Cricket-Paceman Ngidi still a doubt for beleaguered South Africa
June 14 (Reuters) - South Africa are unsure whether to take a gamble on injured fast bowler Lungi Ngidi when they take on Afghanistan in Cardiff on Saturday as they look for their first World Cup win after a horrible start to the tournament, captain Faf du Plessis said on Friday.
The 23-year-old Ngidi limped off the field with a hamstring injury as South Africa lost to Bangladesh on June 2 and missed the subsequent defeat to India and the rained-out clash with the West Indies as doctors ruled him out for 10 days.
"He's got to do some work today and possibly tomorrow as well to make sure that he's 100 percent," Du Plessis told a pre-match news conference.
"It's a tricky one, because we're in a position now where we need to win five games out of five. So you want to have your best guys available for selection."
But Du Plessis said he and coach Ottis Gibson had still to decide as South Africa sit with one point from the first four games.
"Probably the right call to make would be to say that if he's not ready, you just give him a little bit more time to see if he can play the next four games, which is going to be big."
After Afghanistan, South Africa play New Zealand, Pakistan, Sri Lanka and Australia before the group stage ends on July 6.
Ngidi's injury came on top of the withdrawal from the tournament of fellow speedster Dale Steyn, in two major blows to South Africa's hopes.
"We have to make sure that we try and put all of our energy and focus into the now and what's coming up next.

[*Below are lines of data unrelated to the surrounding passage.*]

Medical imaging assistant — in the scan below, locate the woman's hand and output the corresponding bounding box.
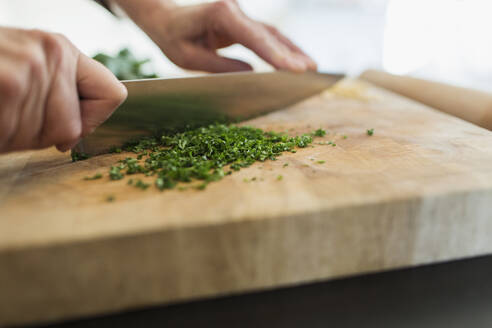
[115,0,317,73]
[0,27,127,153]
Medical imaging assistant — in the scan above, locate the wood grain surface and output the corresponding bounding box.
[2,79,492,327]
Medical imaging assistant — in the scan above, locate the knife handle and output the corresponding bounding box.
[360,69,492,130]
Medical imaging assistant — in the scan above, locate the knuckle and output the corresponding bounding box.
[52,116,82,146]
[65,120,82,143]
[58,130,81,150]
[41,33,64,64]
[25,28,48,40]
[0,75,23,100]
[22,49,45,79]
[267,25,279,34]
[0,105,19,151]
[212,0,235,15]
[50,32,69,44]
[0,116,16,143]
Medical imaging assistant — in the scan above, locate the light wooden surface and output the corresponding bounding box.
[2,79,492,327]
[360,69,492,130]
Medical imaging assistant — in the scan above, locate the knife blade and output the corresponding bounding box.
[74,71,344,155]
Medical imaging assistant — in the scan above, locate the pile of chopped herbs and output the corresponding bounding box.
[98,124,315,191]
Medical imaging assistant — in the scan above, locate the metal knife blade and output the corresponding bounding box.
[74,71,344,155]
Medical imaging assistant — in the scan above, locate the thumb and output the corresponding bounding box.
[179,44,253,73]
[77,53,127,137]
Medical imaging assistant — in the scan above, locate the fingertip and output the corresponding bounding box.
[211,56,253,73]
[55,143,71,153]
[113,80,128,108]
[305,57,318,71]
[233,61,254,72]
[285,56,307,73]
[56,139,81,152]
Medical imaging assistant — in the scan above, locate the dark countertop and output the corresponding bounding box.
[39,255,492,328]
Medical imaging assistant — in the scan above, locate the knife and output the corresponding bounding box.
[74,71,344,155]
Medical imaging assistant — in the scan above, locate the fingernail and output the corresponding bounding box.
[308,58,318,71]
[287,57,307,72]
[56,144,69,152]
[56,140,79,153]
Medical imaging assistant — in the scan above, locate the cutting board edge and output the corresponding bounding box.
[2,187,492,326]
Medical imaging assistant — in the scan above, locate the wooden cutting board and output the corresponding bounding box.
[2,79,492,327]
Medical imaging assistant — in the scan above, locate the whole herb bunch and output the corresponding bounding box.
[92,48,158,80]
[107,124,313,190]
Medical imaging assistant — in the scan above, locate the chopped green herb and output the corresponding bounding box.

I truly believe if we stay, if we carry those ghosts of the last week with us, then it's going to be tough to get out of the hole,” Du Plessis said.
"If you're looking back, then we're just going to almost like float through this tournament, win maybe one, maybe two, three games, but we're not going to achieve what we want.
"The fact there's been a bit of rain has given me clarity on the discussions we need to have on the team, and I feel that's been really good off the field," he said.